Preprocessing module

The chemml.preprocessing module includes (please click on links adjacent to function names for more information):

MissingValues: MissingValues()
ConstantColumns: ConstantColumns()
Outliers: Outliers()

chemml.preprocessing.ConstantColumns(df)

remove constant columns

Parameters

df: pandas dataframe: input dataframe

Returns

df: pandas dataframe

chemml.preprocessing.MissingValues(df, strategy='ignore_row', string_as_null=True, inf_as_null=True, missing_values=None)

find missing values and interpolate/replace or remove them.

Parameters

df : pandas dataframe

strategy: string, optional (default=”ignore_row”)

list of strategies: - interpolate: interpolate based on sorted target values - zero: set to the zero - ignore_row: remove the entire row in data and target - ignore_column: remove the entire column in data and target

string_as_null: boolean, optional (default=True): If True non numeric elements are considered to be null in computations.
missing_values: list, optional (default=None): where you define specific formats of missing values. It is a list of string, float or integer values.
inf_as_null: boolean, optional (default=True): If True inf and -inf elements are considered to be null in computations.

Returns

dataframe

Notes

mask is a binary vector whose length is the number of rows/indices in the df. The index of each bit shows if the row/column in the same position has been removed or not. The goal is keeping track of removed rows/columns to change the target data frame or other input data frames based on that. The mask can later be used in the transform method to change other data frames in the same way.
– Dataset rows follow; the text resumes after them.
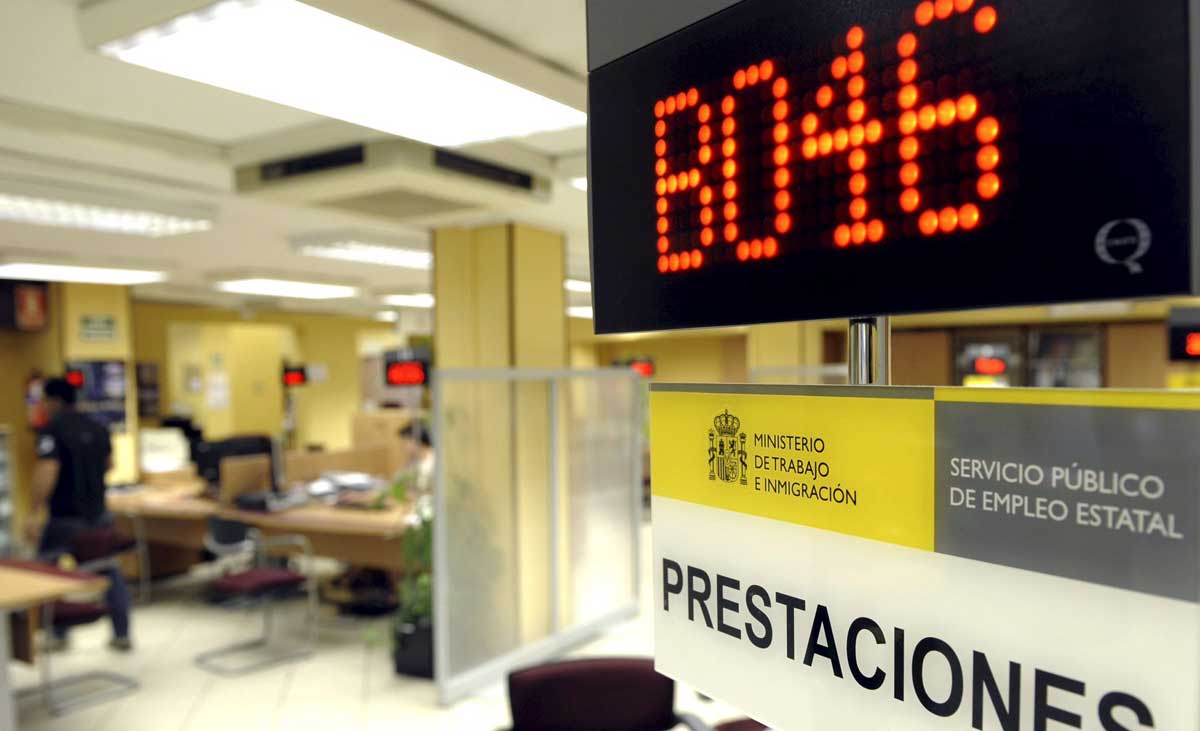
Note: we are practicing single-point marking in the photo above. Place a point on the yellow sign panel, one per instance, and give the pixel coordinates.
(861, 465)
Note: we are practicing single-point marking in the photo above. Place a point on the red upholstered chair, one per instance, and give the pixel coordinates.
(261, 583)
(102, 547)
(601, 694)
(742, 724)
(103, 684)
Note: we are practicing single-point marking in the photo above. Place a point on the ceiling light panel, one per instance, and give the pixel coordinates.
(35, 271)
(65, 214)
(423, 301)
(294, 54)
(286, 288)
(369, 253)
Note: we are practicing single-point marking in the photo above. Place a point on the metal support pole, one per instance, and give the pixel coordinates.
(870, 345)
(883, 351)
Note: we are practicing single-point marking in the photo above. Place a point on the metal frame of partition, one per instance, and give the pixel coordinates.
(815, 373)
(561, 640)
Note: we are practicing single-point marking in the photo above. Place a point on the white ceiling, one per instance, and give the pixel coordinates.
(141, 133)
(43, 63)
(551, 29)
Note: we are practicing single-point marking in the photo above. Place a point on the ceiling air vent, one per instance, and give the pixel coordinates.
(481, 169)
(328, 160)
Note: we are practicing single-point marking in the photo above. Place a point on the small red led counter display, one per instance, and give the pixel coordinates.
(406, 372)
(1183, 334)
(876, 124)
(294, 376)
(789, 161)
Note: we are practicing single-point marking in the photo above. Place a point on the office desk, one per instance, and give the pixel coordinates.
(364, 538)
(24, 588)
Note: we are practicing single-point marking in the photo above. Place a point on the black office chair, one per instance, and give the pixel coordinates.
(261, 583)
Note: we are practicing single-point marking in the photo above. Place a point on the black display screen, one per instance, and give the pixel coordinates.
(784, 161)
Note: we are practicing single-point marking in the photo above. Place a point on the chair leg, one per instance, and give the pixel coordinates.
(214, 659)
(143, 552)
(49, 689)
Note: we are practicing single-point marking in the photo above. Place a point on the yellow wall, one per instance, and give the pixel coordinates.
(324, 411)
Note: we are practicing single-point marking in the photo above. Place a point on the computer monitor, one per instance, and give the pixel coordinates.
(208, 456)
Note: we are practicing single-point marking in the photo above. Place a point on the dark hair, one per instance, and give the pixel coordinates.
(60, 389)
(421, 435)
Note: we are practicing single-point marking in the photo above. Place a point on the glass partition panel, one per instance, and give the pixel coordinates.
(535, 520)
(603, 461)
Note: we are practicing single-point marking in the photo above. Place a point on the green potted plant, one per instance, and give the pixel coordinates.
(413, 621)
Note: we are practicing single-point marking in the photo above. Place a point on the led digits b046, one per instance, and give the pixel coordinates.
(733, 159)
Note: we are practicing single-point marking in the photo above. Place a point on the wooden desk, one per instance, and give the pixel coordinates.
(364, 538)
(22, 589)
(361, 538)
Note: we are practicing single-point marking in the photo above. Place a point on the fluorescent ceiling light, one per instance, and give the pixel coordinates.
(88, 275)
(47, 211)
(369, 253)
(423, 301)
(291, 53)
(286, 288)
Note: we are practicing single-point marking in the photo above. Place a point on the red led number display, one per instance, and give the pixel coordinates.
(712, 148)
(406, 372)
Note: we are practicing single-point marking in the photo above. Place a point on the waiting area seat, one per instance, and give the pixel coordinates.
(59, 695)
(262, 583)
(603, 694)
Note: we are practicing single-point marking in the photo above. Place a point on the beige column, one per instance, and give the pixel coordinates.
(501, 304)
(88, 304)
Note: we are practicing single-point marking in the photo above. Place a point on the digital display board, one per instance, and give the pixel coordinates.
(1185, 334)
(101, 387)
(784, 161)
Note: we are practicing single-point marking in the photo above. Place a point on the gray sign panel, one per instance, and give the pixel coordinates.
(1099, 495)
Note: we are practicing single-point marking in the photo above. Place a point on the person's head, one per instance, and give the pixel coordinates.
(417, 439)
(59, 395)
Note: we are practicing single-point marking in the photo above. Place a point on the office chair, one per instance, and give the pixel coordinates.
(599, 694)
(66, 615)
(262, 583)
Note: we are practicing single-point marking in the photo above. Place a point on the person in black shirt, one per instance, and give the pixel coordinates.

chemml.preprocessing.Outliers(df, m=2.0, strategy='median')

remove all rows where the values of a certain column are within an specified standard deviation from mean/median.

Parameters

df: pandas dataframe: input dataframe
m: float, optional (default=3.0): the outlier threshold with respect to the standard deviation
strategy: string, optional (default=’median’): available options: ‘mean’ and ‘median’ Values of each column will be compared to the ‘mean’ or ‘median’ of that column.

Returns

dataframe

Notes

We highly recommend you to remove constant columns first and then remove outliers.